As a company, of course you care about things like large-scale user acquisition, clients, and sales increases. Your customers value other things entirely. According to Harvard Business Review, “A small but growing number of suppliers in business markets draw on their knowledge of what customers value, and would value, to gain marketplace advantages over their less knowledgeable competitors.”

How can understanding what your customers value aid your business on the road to success? Well, first of all, you can create and focus on customer value models. These data-driven representations can help you figure out the worth of what it is exactly that you are providing for your customers by comparing their costs and benefit.

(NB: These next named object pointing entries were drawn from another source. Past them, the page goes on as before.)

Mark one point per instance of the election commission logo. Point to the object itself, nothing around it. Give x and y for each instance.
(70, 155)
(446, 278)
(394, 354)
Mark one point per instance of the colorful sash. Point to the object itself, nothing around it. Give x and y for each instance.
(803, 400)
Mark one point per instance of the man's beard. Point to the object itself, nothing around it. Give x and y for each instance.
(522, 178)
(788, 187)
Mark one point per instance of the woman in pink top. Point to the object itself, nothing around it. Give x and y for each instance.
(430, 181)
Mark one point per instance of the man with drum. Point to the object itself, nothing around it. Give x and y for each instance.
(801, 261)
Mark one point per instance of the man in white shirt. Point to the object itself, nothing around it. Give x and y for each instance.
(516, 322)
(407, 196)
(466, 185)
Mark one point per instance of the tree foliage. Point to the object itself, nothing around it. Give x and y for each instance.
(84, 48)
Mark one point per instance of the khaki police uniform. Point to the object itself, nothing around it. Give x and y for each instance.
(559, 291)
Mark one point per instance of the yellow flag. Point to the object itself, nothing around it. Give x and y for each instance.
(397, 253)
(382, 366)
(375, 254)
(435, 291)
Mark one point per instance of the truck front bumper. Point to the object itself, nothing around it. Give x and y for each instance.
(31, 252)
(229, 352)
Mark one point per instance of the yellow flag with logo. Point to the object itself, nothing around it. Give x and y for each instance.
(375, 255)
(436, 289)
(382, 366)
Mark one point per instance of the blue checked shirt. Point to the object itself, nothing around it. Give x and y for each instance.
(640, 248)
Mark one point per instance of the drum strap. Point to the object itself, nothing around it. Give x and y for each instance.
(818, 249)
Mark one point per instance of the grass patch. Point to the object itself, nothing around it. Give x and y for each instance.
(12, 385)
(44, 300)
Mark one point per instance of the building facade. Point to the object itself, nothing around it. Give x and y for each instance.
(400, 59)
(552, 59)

But before you can do this, you must understand what you are talking about when you talk about value. According to HBR, value in business markets can be defined as “the worth in monetary terms of the technical, economic, service, and social benefits a customer company receives in exchange for the price it pays for a market offering.” If you can figure out a way to add more value to your customers, whether it’s in experience, service, or something else, you can improve their perception of your business independent of price.

Although it may seem relatively abstract, this method of understanding what customers value can help when attempting to measure the immeasurable.

3. Poll your employees.

Employee sentiment for your brand can often reflect how your customers feel about your brand as well, and employees are often much easier to track and poll. After all, they are right there in your office.

When Jonathan Copulsky served as CMO of Deloitte (News - Alert), he created the Practitioner Confidence Index, a tool that measured how confident employees were in the company’s ability to be the best at what it does. Copulsky came up with this idea based on the belief that there’s a high correlation between employee advocacy and customer advocacy.  According to Copulsky, “Employees who understand, advocate, and are loyal to the brand create a good platform [for] customers that feel the same.”

If you can find out what your employees think about your brand, it might teach you something about how your customers perceive it as well. Some CMOs value this metric so much that they even disclose employee advocacy numbers in annual reports.

In Conclusion

Many of the things that seem immeasurable in B2B marketing can actually be streamlined and measured if you are creative enough, but this should not bring a pressure to measure every single metric all the time. Data and evidence is important, but you must also realize that not everything in marketing is measurable in the same way something like customer acquisition or sales is. As a CMO or other marketing executive, you must be clear about this with other c-level executives, while continuing to measure and automate what you can.